Friday, February 17, 2012

The Murder City Project By Barry D Kirsch

Evolve Design Group, 413 Virginia Drive
THE MURDER CITY PROJECT

A warehouse exhibition of 24 delightfully gruesome, noir-style murder scenes by photographer Barry Kirsch.
ONE NIGHT ONLY
WHEN:
Saturday, Feb. 25
7-11 p.m.

WHERE:
Evolve Design Group
413 Virginia Drive, Orlando 32803
(across the street from The Hideaway bar)

DONATION:
There is a sliding-scale donation for admission:
$25 for the employed or generous
$10 for Great Recessioneers

This show is a benefit to pay artists & photographers for their work in free print publications.

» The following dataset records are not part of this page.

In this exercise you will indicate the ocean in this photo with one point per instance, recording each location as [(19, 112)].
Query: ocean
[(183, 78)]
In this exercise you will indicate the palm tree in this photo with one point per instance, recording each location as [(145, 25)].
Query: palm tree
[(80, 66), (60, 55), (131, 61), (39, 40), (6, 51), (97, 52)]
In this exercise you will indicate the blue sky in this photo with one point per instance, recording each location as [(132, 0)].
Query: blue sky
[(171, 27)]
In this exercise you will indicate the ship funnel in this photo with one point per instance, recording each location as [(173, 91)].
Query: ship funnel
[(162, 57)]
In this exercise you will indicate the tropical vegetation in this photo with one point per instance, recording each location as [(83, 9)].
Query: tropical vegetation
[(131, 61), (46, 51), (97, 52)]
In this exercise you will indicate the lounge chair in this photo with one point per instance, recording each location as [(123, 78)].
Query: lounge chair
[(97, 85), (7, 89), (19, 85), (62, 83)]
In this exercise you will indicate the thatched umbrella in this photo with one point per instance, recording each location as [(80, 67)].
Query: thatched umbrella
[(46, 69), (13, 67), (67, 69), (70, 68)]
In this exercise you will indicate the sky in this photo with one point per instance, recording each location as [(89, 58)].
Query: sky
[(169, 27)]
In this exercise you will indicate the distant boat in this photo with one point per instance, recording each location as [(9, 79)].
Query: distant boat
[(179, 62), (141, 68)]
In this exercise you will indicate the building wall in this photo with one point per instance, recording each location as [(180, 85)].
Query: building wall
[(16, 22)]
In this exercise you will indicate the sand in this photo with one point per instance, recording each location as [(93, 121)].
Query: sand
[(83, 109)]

The event will kick off the new Editorial Art Fund.

Beer by Boulder Brewing Company (Hazed and Confused) & wine by S.R. Perrott

CONTACT INFO:
For more information please visit:
www.EdArtFund.org
info@edartfund.org


ABOUT THE MURDER CITY PROJECT:

The Murder City Project is an art-noir photography project reflecting the nondiscriminatory way violent crime impacts everyone, regardless of economic status, race, religion, nationality or age.

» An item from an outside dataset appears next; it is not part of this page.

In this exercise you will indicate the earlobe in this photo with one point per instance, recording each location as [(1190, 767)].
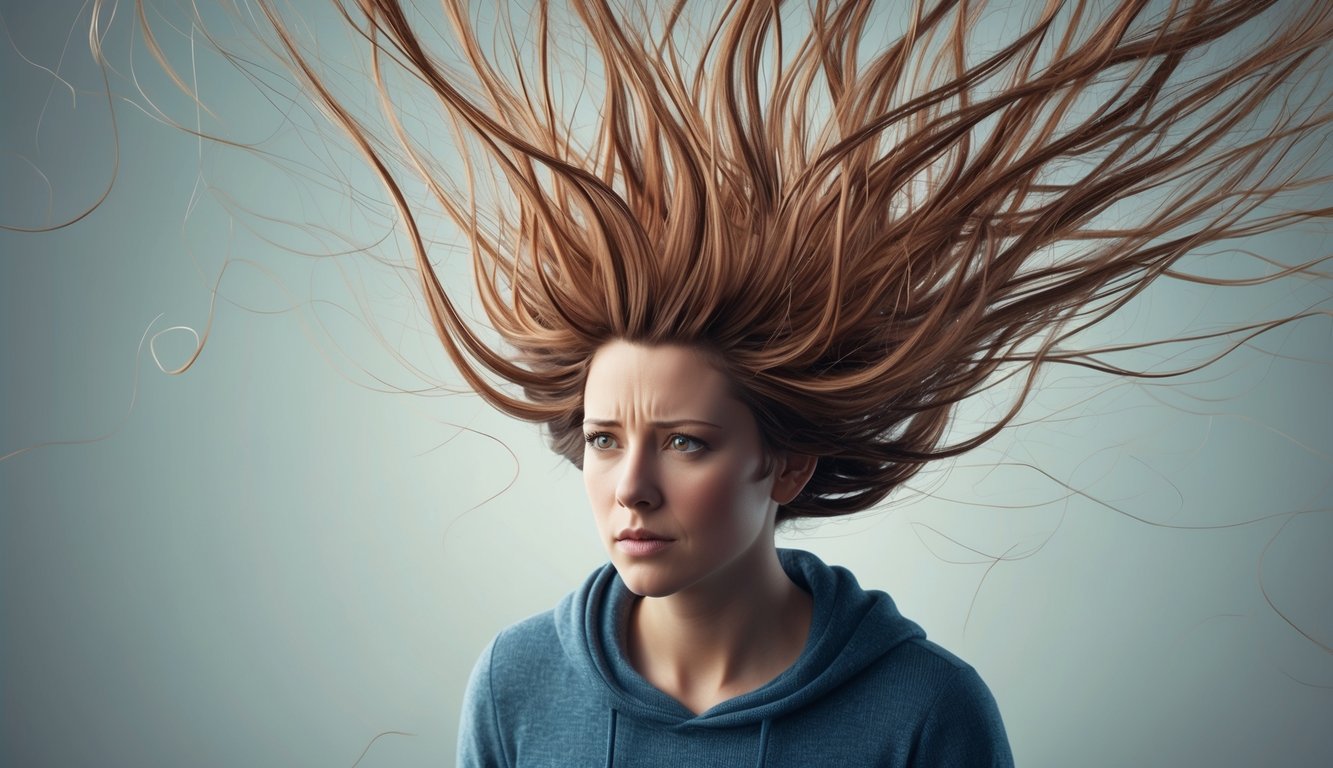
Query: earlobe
[(793, 472)]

The project was conceived in 2006 after photographer/photojournalist Barry Kirsch heard about the City of Orlando's astounding 368% increase in per capita murders that year. Shocked by this figure, Kirsch wanted to strengthen awareness about this alarming statistic with the goal of increasing community support for organizations that deal with the outfall of violent crime (proceeds of the Murder City Project benefited CrimeLine of Central Florida). Using the best weapon he knows - his camera - Kirsch conceived a photography project that captures staged murder scenes (not recreations of actual crimes) designed to provoke thoughtful conversation and action.

"What shocked me was not only the staggering murder statistic itself," says Kirsch, "but how no one I talked to seemed to know or even care about it. There was this distance and disconnect around it. People watch every night with rapt attention as murder is glamorized, sexualized and commercialized on TV, but then are utterly blasé about it when murder is happening for real in their very own backyard. The irony of that led me to do this project."

The Murder City Project is a series of 24 large-scale images representing the 24 hours in a day. Each image is a murder scene photographed in the six counties that make up Central Florida. Shot in black and white, each photo includes a gold watch hidden somewhere in the scene indicating the time of the crime. The photographs are titled by each hour of the fictional day.

"The project is a bit of a Trojan Horse," says Kirsch. "People will make their way through the images thinking they are seeing one thing, but the final image will flip that perspective on its head. The message of this series is not what it first seems. People will definitely leave the exhibit talking, hopefully more aware of the toll violent crime takes on individual lives and on the larger community."